The above applies best to patients who maintain their breathing during anesthesia. In order to extrapolate our findings to postoperative patients, in figure 9, we plotted the 10–60% isoboles of increasing resting Petco2with the isobole for 50% probability of regaining consciousness after general anesthesia for abdominal surgery (and the isobole for 50% probability of no somatic/autonomic response to surgical stimuli). (Data from Martijn Mertens, Ph.D. thesis, Leiden University, 2002.) The plot shows (1) the synergistic interaction between propofol and remifentanil on the 50% probability to “wake-up” after anesthesia (and thus shows in contrast to the bispectral index data (fig. 7) the sedative/hypnotic effect of remifentanil); (2) whether consciousness has been regained or not, ventilation improves best by reducing the remifentanil concentration (i.e. , the return of the wakefulness drive is of limited importance at least when the subject is not stimulated or reminded to breathe); (3) without the addition of propofol, remifentanil concentrations up to 2 ng/ml cause only limited respiratory depression and may be applied for postoperative pain relief.

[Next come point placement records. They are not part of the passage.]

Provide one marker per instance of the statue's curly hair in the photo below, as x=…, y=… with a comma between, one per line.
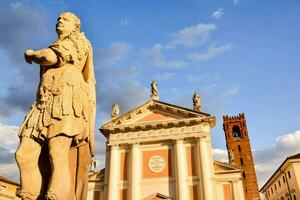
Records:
x=75, y=19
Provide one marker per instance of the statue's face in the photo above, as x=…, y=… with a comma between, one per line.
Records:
x=65, y=24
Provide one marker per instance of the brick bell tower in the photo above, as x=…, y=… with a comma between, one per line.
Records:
x=240, y=154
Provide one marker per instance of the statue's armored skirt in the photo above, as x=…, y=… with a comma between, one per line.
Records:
x=62, y=103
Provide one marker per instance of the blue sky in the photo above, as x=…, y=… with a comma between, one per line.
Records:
x=242, y=56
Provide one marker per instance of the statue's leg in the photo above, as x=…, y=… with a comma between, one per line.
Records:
x=59, y=186
x=83, y=162
x=27, y=157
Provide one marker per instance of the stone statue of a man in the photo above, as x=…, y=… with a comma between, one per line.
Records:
x=154, y=87
x=115, y=110
x=59, y=128
x=196, y=101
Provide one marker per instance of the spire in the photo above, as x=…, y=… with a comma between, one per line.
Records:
x=154, y=92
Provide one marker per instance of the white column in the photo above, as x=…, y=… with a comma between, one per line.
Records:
x=206, y=171
x=135, y=172
x=106, y=180
x=181, y=171
x=114, y=175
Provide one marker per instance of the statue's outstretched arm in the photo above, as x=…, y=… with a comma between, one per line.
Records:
x=45, y=57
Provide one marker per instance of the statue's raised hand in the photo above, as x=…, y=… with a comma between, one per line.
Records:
x=29, y=55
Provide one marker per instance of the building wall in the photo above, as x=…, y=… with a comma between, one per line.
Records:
x=278, y=186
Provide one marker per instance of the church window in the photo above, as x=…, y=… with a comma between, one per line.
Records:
x=236, y=131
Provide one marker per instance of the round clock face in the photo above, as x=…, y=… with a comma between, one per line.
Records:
x=156, y=164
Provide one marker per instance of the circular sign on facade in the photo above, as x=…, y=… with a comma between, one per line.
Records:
x=156, y=164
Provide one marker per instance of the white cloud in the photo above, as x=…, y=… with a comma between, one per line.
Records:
x=191, y=78
x=155, y=57
x=9, y=142
x=218, y=14
x=230, y=91
x=268, y=160
x=193, y=36
x=125, y=21
x=164, y=75
x=115, y=52
x=212, y=52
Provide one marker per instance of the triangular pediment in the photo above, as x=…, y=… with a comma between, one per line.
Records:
x=157, y=196
x=153, y=112
x=222, y=167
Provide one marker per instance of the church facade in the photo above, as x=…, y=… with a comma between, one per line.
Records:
x=163, y=151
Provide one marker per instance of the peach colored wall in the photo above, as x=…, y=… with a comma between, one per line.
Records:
x=97, y=195
x=191, y=168
x=123, y=165
x=193, y=192
x=154, y=117
x=123, y=194
x=227, y=191
x=166, y=155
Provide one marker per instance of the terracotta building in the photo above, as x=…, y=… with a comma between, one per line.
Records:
x=240, y=154
x=8, y=189
x=163, y=151
x=284, y=184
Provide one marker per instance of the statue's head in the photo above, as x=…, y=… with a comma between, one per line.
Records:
x=67, y=22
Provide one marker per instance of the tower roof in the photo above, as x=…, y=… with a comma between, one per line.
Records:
x=227, y=118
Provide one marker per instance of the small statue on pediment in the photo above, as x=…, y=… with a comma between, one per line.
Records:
x=115, y=110
x=154, y=91
x=196, y=102
x=92, y=166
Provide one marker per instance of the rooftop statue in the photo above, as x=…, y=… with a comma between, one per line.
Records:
x=154, y=87
x=196, y=102
x=115, y=110
x=154, y=91
x=57, y=135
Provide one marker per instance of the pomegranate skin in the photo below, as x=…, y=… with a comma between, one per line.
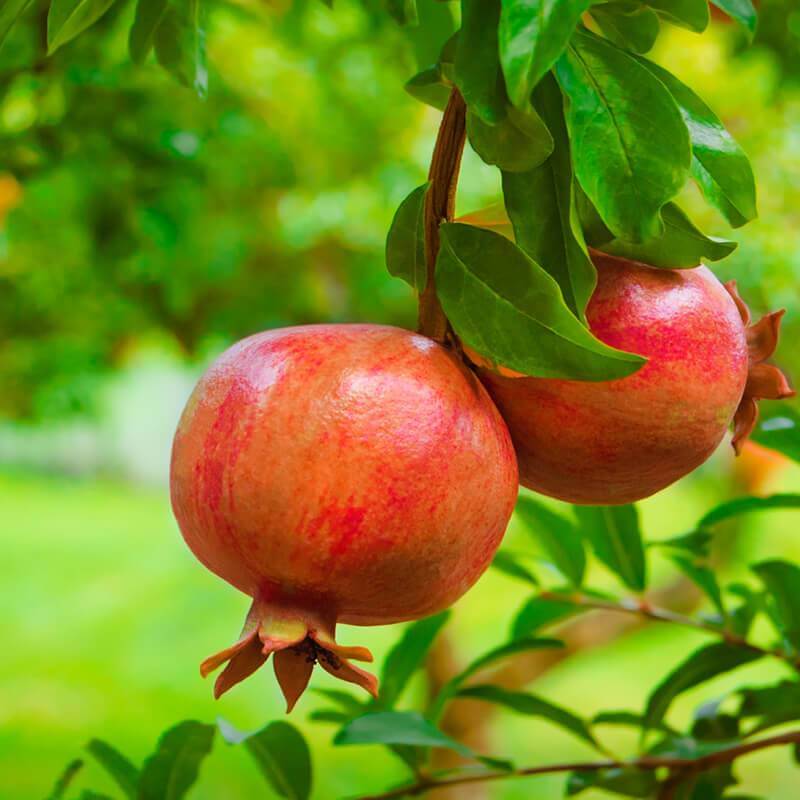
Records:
x=352, y=473
x=619, y=441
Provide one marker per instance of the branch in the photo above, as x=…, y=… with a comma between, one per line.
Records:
x=440, y=206
x=646, y=763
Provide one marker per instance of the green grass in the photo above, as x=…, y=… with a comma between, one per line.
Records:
x=107, y=615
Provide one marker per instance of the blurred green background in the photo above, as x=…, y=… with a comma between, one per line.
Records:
x=143, y=230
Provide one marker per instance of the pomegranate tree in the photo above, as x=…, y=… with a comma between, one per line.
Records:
x=338, y=473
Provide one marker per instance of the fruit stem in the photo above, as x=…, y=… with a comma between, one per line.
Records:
x=440, y=204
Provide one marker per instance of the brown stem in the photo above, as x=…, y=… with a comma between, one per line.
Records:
x=440, y=207
x=646, y=763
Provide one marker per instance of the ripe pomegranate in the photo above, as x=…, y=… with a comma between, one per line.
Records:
x=338, y=473
x=618, y=441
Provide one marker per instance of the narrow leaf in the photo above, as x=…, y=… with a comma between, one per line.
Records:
x=405, y=243
x=532, y=35
x=507, y=308
x=542, y=209
x=558, y=536
x=171, y=771
x=704, y=664
x=616, y=540
x=118, y=766
x=629, y=164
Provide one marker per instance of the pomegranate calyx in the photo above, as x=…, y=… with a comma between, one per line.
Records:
x=764, y=381
x=298, y=638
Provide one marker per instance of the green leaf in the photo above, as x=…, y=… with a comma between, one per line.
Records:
x=405, y=243
x=779, y=429
x=281, y=753
x=511, y=564
x=180, y=43
x=407, y=656
x=743, y=11
x=507, y=308
x=704, y=578
x=430, y=87
x=477, y=65
x=532, y=706
x=10, y=12
x=629, y=25
x=538, y=613
x=170, y=772
x=626, y=781
x=403, y=728
x=616, y=540
x=516, y=142
x=704, y=664
x=782, y=581
x=451, y=688
x=404, y=12
x=541, y=206
x=532, y=36
x=719, y=165
x=747, y=505
x=68, y=18
x=629, y=164
x=118, y=766
x=681, y=244
x=558, y=536
x=65, y=779
x=149, y=14
x=690, y=14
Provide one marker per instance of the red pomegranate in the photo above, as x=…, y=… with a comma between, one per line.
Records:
x=338, y=473
x=618, y=441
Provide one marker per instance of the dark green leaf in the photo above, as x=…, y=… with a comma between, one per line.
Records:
x=507, y=308
x=430, y=87
x=557, y=535
x=626, y=781
x=779, y=429
x=65, y=779
x=541, y=205
x=477, y=65
x=407, y=656
x=719, y=165
x=538, y=613
x=511, y=564
x=704, y=664
x=742, y=11
x=118, y=766
x=690, y=14
x=10, y=12
x=681, y=244
x=782, y=581
x=281, y=753
x=532, y=36
x=704, y=577
x=170, y=772
x=404, y=12
x=149, y=14
x=180, y=43
x=629, y=164
x=68, y=18
x=516, y=141
x=405, y=243
x=629, y=25
x=616, y=540
x=746, y=505
x=532, y=706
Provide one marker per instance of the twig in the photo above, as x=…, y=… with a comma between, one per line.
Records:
x=440, y=206
x=646, y=763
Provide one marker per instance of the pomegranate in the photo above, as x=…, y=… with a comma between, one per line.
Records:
x=618, y=441
x=338, y=473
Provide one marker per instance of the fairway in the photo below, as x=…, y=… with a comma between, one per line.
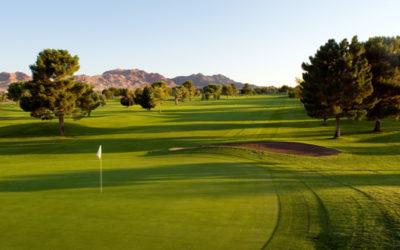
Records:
x=199, y=197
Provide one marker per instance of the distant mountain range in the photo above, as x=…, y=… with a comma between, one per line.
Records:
x=7, y=78
x=127, y=78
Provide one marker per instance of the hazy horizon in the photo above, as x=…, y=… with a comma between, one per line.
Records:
x=259, y=42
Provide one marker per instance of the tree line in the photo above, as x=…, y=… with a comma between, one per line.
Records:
x=53, y=92
x=354, y=80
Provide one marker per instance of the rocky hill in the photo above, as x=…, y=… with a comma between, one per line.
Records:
x=201, y=80
x=7, y=78
x=127, y=78
x=123, y=78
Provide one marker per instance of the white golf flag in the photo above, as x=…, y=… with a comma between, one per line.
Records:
x=99, y=152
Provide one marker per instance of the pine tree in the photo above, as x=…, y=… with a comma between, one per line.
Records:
x=336, y=81
x=146, y=98
x=52, y=92
x=189, y=85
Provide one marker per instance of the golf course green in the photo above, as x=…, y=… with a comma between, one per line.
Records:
x=198, y=197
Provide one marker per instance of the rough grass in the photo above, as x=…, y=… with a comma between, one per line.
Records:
x=204, y=198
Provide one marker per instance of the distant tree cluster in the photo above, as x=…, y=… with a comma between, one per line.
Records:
x=353, y=79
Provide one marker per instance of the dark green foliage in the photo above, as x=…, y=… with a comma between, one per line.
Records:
x=211, y=90
x=3, y=96
x=336, y=81
x=247, y=90
x=177, y=92
x=383, y=53
x=235, y=90
x=138, y=93
x=53, y=92
x=15, y=90
x=284, y=89
x=189, y=85
x=146, y=98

Since, in our study, ventilation and plasma drug levels were at steady state when data points were obtained, we did not get information about the time-course of respiratory effects. Furthermore, especially for rapidly acting drugs, such as remifentanil and propofol, the degree of nonsteady-state respiratory depression may be dependent on the rate of drug infusion. Further studies are needed to study ventilatory dynamics caused by different infusion schemes of opioids and anesthetics.
In conclusion, we observed dose-dependent respiratory depression from propofol and remifentanil. When combined, the respiratory effects were strikingly synergistic with clinically important respiratory depression at already low doses.